Cette possibilité fait partie du modèle de menace de Bitcoin depuis le début. En 2010, Satoshi Nakamoto a suggéré que si la cryptographie s'affaiblissait progressivement, le réseau pourrait migrer vers des primitives plus robustes grâce à des mises à niveau logicielles et à un large consensus social. Cette attente façonne toujours la réflexion actuelle autour de la migration, de l'hygiène des adresses et de la minimisation de l'exposition inutile des clés publiques.

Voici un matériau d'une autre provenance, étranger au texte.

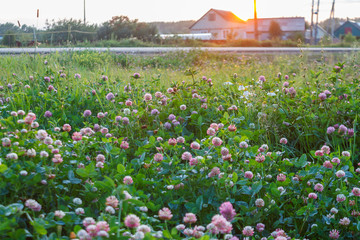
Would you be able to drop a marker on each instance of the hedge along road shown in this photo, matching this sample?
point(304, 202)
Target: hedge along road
point(160, 50)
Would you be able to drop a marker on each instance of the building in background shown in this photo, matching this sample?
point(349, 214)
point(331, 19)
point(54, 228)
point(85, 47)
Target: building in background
point(224, 25)
point(290, 26)
point(221, 24)
point(321, 33)
point(348, 27)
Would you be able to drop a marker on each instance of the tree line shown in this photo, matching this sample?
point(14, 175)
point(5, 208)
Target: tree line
point(66, 31)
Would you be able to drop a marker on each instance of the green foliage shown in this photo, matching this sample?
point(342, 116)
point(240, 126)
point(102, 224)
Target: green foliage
point(251, 118)
point(349, 38)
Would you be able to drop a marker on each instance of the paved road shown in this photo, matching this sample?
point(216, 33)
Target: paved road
point(159, 50)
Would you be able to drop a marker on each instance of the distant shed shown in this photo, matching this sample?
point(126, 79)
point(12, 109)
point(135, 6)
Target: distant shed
point(348, 27)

Le débat est devenu plus concret en mars 2026, lorsque des chercheurs de Google ont estimé que l'attaque d'ECC-256 pourrait nécessiter moins de 1 200 qubits logiques et moins de 500 000 qubits physiques, avec des temps d'exécution mesurés en minutes sur un futur CRQC. Google a lié cet avertissement à son propre objectif de migration post-quantique fixé à 2029, tandis que l'horizon de transition plus large du NIST s'étend jusqu'en 2035.

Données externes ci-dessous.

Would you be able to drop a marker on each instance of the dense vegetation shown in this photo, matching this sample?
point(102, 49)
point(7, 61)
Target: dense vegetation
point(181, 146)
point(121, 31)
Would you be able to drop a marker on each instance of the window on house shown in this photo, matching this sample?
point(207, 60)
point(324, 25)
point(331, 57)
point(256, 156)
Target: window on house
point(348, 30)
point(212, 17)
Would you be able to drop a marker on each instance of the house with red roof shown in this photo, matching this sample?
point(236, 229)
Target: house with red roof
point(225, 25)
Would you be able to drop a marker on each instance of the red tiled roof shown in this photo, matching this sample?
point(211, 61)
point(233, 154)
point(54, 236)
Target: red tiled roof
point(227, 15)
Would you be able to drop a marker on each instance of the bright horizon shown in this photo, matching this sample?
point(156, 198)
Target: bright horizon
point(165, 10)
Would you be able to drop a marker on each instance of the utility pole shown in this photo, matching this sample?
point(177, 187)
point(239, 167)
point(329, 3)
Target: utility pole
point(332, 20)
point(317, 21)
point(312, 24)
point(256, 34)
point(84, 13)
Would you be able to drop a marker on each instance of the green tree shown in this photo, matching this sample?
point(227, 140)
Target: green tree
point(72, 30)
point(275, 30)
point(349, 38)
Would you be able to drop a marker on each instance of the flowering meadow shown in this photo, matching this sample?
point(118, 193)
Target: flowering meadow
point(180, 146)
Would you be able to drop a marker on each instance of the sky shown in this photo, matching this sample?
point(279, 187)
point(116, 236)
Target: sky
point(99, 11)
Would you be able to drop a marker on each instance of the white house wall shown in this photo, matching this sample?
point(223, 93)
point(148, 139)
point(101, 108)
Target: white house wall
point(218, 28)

Dans ce contexte, le débat sur la réponse de Bitcoin s'étend désormais sur plusieurs niveaux : des conceptions de sortie proactives telles que le P2MR du BIP-360, des mises à niveau de signature post-quantique plus larges et des options plus strictes telles que des délais de migration, le gel des pièces historiques exposées ou des règles de récupération basées sur des forks. La section suivante pourra alors examiner où le BIP-360 s'inscrit dans cet ensemble d'outils plus large.

Qu'est-ce que le BIP-360 (Bitcoin Improvement Proposal 360) ?
Le BIP-360 est un projet de proposition de soft-fork qui introduit le Pay-to-Merkle-Root, ou P2MR, un nouveau type de sortie Bitcoin conçu pour préserver les arbres de scripts de type Taproot tout en supprimant la dépense par chemin de clé vulnérable au quantique. Ethan Heilman a lancé la discussion connexe sur « l'agilité algorithmique » le 9 février 2026, et le BIP a intégré le référentiel le 10 février 2026.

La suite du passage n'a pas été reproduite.